Good thing taxes aren’t due until the 20th!
Thanks to all those who were able to attend Sunday’s benefit concert for Tom Zajac! If you missed the concert, but still want to make a donation, please email firstname.lastname@example.org for info! And special thanks to all those who were able to participate. It was heartwarming and magical in many ways! I know Tom & Lilli will be most appreciative!
Onward to Monteverdi and his compagni! Wear your ciaccona shoes!
The Full Monteverdi, Part 2
We end our love song to Italy with music by Monteverdi and by composers who were influenced by him and some who might even have influenced the master a bit! The early to mid-17th century in Italy was an exciting time, musically, as the transition from the Renaissance to the Baroque was at full speed and composers were experimenting with harmony, rhythms, new modes of expressiveness, and virtuosity.
There are very few composers whose careers have spanned two musical eras and even fewer who have excelled majestically in both eras. More than 50 years separated Claudio Monteverdi's first book of madrigals (1587) from his final large sacred and secular works in 1642. Those 50 years witnessed the end of the musical Renaissance and the experimentations and changes that led to the Baroque, and Monteverdi was among the leaders of the transition. We take a cue from "The Full Monty," the delightful movie from 1997, and “expose” Monteverdi's artistic brilliance in his second career, that of the Baroque composer.

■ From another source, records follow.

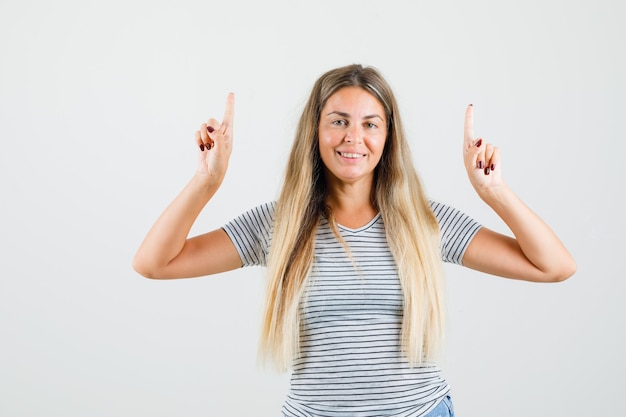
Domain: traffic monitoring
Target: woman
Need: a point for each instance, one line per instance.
(353, 250)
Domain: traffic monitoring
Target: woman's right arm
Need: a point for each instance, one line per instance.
(167, 252)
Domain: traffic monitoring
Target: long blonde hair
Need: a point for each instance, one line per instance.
(411, 228)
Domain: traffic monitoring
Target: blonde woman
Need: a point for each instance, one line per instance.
(353, 249)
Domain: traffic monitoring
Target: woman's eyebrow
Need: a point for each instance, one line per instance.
(343, 114)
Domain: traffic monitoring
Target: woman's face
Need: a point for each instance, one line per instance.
(352, 133)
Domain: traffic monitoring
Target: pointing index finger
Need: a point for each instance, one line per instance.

From his first opera (Orfeo, 1607) to his last one (L'incoronazione di Poppea, 1642), he consistently sought to improve the human aspects of musical drama, whether dealing with small-scale chamber operas or relatively large productions for the opera houses of Venice. Monteverdi incorporated this sense of drama into non-theatrical works as well, and TEMP will perform some of these most dramatic yet dissimilar works, from the pastoral and exhilarating Tirsi e Clori to the elegantly tragic Lamento della Ninfa. Zesty rhythms abound in the form of the ciaccona, and works by Monteverdi (Zefiro torna) and Giovanni Felice Sances (Cantata à voce sola sopra la Ciaccona) will keep your toes tapping—silently, please! Both fiery passion and rhythmic excitement are abundant in Barbara Strozzi’s Lagrime mie, for solo soprano. There will also be a bit of traditional 17th-century music from Italy with the traditional Ligurian tune La bella noeva and examples of the dance-like canzonetta in the form of a street song and also as refined by Monteverdi’s Chiome d’oro. Francesco Turini’s work Il corisino for two violins and cello has an imminently hummable melody, yet it is one of the most intricately virtuosic chamber works from the 17th century.

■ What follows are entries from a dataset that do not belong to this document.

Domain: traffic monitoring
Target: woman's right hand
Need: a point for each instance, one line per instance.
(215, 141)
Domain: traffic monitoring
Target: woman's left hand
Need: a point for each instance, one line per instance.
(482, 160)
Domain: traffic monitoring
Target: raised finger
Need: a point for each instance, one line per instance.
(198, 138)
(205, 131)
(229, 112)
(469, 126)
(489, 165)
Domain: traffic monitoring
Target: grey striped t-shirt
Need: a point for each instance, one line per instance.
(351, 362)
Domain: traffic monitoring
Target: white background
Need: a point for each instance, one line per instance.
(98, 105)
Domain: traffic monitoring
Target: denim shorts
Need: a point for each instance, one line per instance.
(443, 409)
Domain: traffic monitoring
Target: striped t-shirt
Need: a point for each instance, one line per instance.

Some of Austin’s favorite vocal soloists are featured among the fourteen singers, including Jenifer Thyssen, Gitanjali Mathur, Meredith Ruduski, Cayla Cardiff, Jenny Houghton, Stephanie Prewitt, Jeffrey Jones Ragona, David Lopez, Paul D’Arcy, Brett Barnes, Steve Olivares, Thann Scoggin, and guest mezzo-soprano Erin Calata, from Seattle.

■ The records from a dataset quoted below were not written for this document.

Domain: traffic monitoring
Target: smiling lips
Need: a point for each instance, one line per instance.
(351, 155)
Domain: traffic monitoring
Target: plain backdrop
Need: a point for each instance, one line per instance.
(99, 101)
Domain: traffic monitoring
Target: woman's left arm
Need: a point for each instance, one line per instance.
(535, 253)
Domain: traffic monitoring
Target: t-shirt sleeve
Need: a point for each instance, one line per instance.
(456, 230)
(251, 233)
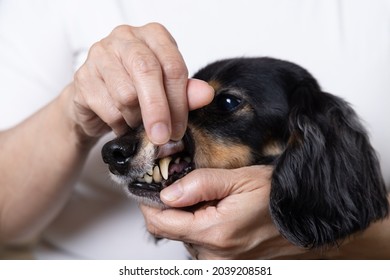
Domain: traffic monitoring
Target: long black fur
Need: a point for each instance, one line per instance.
(327, 182)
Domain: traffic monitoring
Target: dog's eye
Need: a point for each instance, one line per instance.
(227, 102)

Frequent guest violinists Anna Griffis (Boston) and Boel Gidholm (Rochester) will lead our small chamber orchestra of cellos (Jane Leggiero & John Walters), theorbo & Baroque guitar (Scott Horton), triple harp (Elaine Barber), and harpsichord (Billy Traylor), and will provide accompaniment as well as instrumental variations.
TEMP’s final concert of the season will exhibit the beauty, passion, comedy, innovation, invention, and serenity of one of the most exciting periods in western musical history.